Wilda menambahkan, tes ini akan efektif bila dibarengi pendampingan guru, agar siswa tidak sekadar diuji, tetapi juga mendapat bimbingan lanjutan.

Sementara itu, M. Iqbal Khatami, S.Ikom., MA, Founder Muda Bicara ID, menekankan peran generasi muda dalam menyebarkan pemahaman TKA.

“Kebijakan ini harus kita dukung. Informasi tentang TKA sudah masif, dan anak muda bisa berperan membumikan pemahaman TKA sampai ke masyarakat,” ujarnya.

Menurutnya, dukungan publik sangat menentukan agar kebijakan ini tidak berhenti sebagai instruksi administratif, melainkan menjadi gerakan bersama meningkatkan kualitas pemahaman hingga ke masyarakat luas.

Praktisi kebijakan sekaligus Koordinator Umum KISP, Moch. Edward Trias Pahlevi, M.IP, menegaskan bahwa TKA perlu diapresiasi sebagai instrumen pengembalian arah pendidikan.

“TKA ini mengembalikan jalan pendidikan ke semangat awal. Patut kita apresiasi karena kebijakan ini berfungsi mendeteksi kemampuan siswa,” jelasnya.

Edward mengingatkan bahwa tes ini tidak hanya menyoal teknis, tetapi juga menekankan mata kuliah inti seperti Matematika, Bahasa Indonesia, dan mata pelajaran pilihan, yang dinilainya relevan sebagai fondasi pendidikan nasional.

Dari perspektif pendidik, Fahmi Firmansyah, S.Th.I., S.Pd., MA, guru SMAN 74 Jakarta, menyebut TKA sebagai terobosan penting pemerintah.

“Ini adalah kebijakan yang menarik karena menjadi bagian dari asesmen berstandar nasional.
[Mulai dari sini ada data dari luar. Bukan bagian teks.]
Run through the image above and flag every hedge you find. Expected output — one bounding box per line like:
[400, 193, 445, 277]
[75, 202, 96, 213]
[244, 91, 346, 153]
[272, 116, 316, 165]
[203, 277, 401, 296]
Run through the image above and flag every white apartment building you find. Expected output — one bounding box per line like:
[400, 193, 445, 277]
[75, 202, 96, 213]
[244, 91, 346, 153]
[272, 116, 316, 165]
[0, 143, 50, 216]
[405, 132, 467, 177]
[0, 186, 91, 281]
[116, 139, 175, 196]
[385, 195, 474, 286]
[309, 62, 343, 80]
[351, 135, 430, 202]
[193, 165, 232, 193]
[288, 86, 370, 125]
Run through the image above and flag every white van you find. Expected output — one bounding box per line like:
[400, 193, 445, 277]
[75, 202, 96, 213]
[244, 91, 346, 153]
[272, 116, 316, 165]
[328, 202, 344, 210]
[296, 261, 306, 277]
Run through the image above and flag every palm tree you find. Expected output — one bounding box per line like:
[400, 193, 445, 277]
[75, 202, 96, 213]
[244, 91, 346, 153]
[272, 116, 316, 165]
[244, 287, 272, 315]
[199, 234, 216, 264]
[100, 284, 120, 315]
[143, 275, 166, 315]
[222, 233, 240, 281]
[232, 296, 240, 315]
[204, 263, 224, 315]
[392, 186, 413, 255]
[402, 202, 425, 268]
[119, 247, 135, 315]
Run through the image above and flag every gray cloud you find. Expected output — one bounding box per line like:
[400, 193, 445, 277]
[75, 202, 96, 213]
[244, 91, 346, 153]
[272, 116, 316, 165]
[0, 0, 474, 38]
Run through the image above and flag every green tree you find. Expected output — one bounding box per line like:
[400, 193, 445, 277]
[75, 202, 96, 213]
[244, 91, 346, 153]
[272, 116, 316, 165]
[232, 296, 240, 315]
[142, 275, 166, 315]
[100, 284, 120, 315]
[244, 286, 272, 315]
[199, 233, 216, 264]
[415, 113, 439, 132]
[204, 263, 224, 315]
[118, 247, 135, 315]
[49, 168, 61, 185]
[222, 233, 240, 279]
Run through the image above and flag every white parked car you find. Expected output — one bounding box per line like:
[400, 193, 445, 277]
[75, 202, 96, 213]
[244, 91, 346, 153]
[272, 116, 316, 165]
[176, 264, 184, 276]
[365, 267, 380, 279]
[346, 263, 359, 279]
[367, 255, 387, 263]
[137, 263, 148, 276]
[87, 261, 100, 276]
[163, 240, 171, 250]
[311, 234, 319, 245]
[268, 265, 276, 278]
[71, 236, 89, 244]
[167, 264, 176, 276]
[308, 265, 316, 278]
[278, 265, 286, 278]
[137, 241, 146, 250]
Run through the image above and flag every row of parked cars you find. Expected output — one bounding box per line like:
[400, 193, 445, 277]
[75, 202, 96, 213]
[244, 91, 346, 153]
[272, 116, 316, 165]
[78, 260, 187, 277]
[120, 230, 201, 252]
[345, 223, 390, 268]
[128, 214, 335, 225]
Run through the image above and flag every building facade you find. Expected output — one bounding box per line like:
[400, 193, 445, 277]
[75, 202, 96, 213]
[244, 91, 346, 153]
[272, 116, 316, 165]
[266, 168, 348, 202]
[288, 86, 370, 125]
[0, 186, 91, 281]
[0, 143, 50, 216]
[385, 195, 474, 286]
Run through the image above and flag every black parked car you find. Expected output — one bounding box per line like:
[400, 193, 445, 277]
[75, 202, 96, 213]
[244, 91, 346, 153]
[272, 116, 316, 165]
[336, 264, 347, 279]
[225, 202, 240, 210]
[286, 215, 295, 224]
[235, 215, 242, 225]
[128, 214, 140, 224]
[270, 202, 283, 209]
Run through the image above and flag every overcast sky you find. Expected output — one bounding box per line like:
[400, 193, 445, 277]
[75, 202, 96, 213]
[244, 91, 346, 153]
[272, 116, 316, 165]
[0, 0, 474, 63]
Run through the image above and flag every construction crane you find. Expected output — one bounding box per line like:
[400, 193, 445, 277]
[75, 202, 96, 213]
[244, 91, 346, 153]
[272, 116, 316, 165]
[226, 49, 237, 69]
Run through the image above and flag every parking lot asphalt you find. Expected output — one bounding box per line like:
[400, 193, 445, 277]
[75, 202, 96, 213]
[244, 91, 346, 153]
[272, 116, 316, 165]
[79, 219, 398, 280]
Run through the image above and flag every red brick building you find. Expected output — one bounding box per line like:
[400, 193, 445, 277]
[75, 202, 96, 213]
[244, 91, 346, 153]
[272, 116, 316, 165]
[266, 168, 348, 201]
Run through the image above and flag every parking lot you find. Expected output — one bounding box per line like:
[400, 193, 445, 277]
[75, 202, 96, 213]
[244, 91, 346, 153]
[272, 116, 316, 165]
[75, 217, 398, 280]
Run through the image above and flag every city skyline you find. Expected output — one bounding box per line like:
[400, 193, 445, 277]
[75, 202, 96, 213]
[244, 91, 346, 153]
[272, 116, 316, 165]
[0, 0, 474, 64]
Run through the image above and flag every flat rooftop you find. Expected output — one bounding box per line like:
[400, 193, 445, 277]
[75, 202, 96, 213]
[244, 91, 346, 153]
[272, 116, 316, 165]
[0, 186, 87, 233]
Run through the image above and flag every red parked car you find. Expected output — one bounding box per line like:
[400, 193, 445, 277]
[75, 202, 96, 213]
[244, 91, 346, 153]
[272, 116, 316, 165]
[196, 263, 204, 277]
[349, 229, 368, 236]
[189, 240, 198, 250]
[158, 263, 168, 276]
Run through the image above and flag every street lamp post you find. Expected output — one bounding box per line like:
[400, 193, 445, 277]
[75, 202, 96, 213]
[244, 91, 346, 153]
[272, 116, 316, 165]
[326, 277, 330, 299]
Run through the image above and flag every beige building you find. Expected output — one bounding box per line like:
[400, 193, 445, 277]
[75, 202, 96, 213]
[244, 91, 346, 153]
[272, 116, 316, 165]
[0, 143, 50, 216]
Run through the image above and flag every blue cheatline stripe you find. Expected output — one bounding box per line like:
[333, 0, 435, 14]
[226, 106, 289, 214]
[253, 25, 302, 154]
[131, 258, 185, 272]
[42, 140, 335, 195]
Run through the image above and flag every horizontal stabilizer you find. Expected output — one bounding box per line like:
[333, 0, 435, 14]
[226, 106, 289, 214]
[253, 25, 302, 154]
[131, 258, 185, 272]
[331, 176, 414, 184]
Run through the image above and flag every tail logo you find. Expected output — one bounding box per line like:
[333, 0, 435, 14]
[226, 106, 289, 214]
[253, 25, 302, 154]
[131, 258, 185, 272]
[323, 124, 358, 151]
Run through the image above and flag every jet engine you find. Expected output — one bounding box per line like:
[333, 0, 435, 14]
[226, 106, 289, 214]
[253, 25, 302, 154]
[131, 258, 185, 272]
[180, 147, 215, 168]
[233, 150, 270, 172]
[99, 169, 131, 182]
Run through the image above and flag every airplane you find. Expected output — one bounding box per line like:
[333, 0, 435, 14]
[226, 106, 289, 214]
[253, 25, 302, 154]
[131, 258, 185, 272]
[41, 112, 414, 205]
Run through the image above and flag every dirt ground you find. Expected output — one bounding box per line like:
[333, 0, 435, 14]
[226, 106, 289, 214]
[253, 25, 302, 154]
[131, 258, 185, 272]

Guru pun mendapat acuan untuk proses pembelajaran berikutnya,” terangnya.

Fahmi berbagi pengalaman praktik TKA di sekolahnya, yang diawali sosialisasi ke siswa, orang tua, wali kelas, hingga guru mata pelajaran, sebelum akhirnya pelaksanaan berlangsung selama dua pekan. Ia menyimpulkan bahwa implementasi TKA di sekolahnya berjalan baik dan bermanfaat bagi guru maupun siswa.

Sementara itu, perwakilan pelajar Tangerang Selatan, Ghina Tsaniyah Siregar, mengungkapkan manfaat langsung dari TKA.

“Menurut aku, TKA penting karena bisa jadi evaluasi kemampuan diri,” ungkapnya.

Dari keseluruhan ulasan, forum ini menunjukkan bahwa mayoritas peserta merespons TKA secara positif. Hanya sedikit catatan yang muncul, terutama terkait teknis pelaksanaan. Namun demikian, suara yang dominan menegaskan bahwa TKA adalah langkah strategis dalam memonitor dan mengevaluasi kemampuan siswa, sekaligus menjadi bahan refleksi bagi guru dan pemangku kepentingan pendidikan.

Forum Muda Bicara Pendidikan kali ini diakhiri dengan ajakan kolektif agar anak muda ikut menyuarakan dan menyebarkan pemahaman tentang TKA, sebagai bagian dari ikhtiar bersama mewujudkan pendidikan bermutu dan merata untuk semua.